Theda put the hand up to her stiff white collar and loosened the stud as though it had suddenly become too tight. She was still in her nurse’s dress though she had removed her apron and white cap, revealing the way her hair was pinned up off her neck. Some dark tendrils had escaped the pins and curled over her nape and around her temples. Bea sighed. The poor lass seemed so vulnerable somehow. She cast around for something to engage the girl’s attention; Bea didn’t believe in morbid thoughts.
‘Why don’t you and Clara go out for a walk before chapel, pet?’ she suggested. ‘You look really peaky. The fresh air will do you good after being cooped up in that hospital all week.’

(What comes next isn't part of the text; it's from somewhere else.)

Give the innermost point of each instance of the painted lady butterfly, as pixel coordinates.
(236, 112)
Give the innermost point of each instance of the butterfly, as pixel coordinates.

‘Oh, I would but I promised to go over to Violet’s house today.’ Clara was just coming down the stairs and heard her mother’s suggestion. Her dark, curly hair, so like Theda’s and indeed all the Wearmouth family’s, was strained into rolls on top of her head in imitation of Lana Turner.
Bea tightened her lips in annoyance. Did Clara think of no one but herself?
‘It’s all right, Clara,’ said Theda, who was well aware of her sister’s plans for the day and certainly didn’t want to spoil them. All she wanted was for her mother to stop treating her like a convalescent.
Clara grinned in relief and held out a black eyebrow pencil to her sister. ‘Will you draw me in some seams?’
‘Righto.’
Theda took the pencil from her sister’s hand, which was stained as much as her legs from the ‘liquid stockings’ she had been painting on. ‘Stand on a chair then,’ she said, and carefully drew straight lines from the top of her sister’s wedge-heeled shoes to the middle of her thighs, lifting her skirt to reach the last bit.
Behind her, Chuck finished combing his hair at last and stuck the comb in the top pocket of his jacket, ready for the frequent touching up he felt his hairstyle would need during his walk with Norma Musgrove, the overman’s daughter. They had been walking out for a year now and still he dithered about getting married.
‘Ta-ra,’ he called as he strode out of the kitchen and down the yard. Bea watched him go up the row before looking back at the girls.
‘Why don’t you go with Clara, pet?’ she asked Theda. ‘I’m sure Violet won’t mind. You can all come back for your tea; I’ll open that tin of salmon I’ve got saved from last month’s ration.’
Theda was hard put to it not to burst out laughing when she saw her sister’s dismay. Clara and her friend had dates with a couple of soldiers, or were they Canadian airmen? She remembered Violet and Clara had been talking about the Canadians stationed at Middleton St George. They were going into Bishop Auckland to the pictures at the King’s Hall. There must be more to it than usual too, Theda reckoned, for the airmen to come into Bishop Auckland; Middleton St George was nearer Darlington.
‘No, Mam, I don’t want to. I’ve made plans of my own for this afternoon,’ she said quickly, and Clara’s face cleared.
‘Oh and what might they be?’ asked Bea.
‘I’m . . . I’m going to change and then I thought I would go over to see Alan’s mum and dad.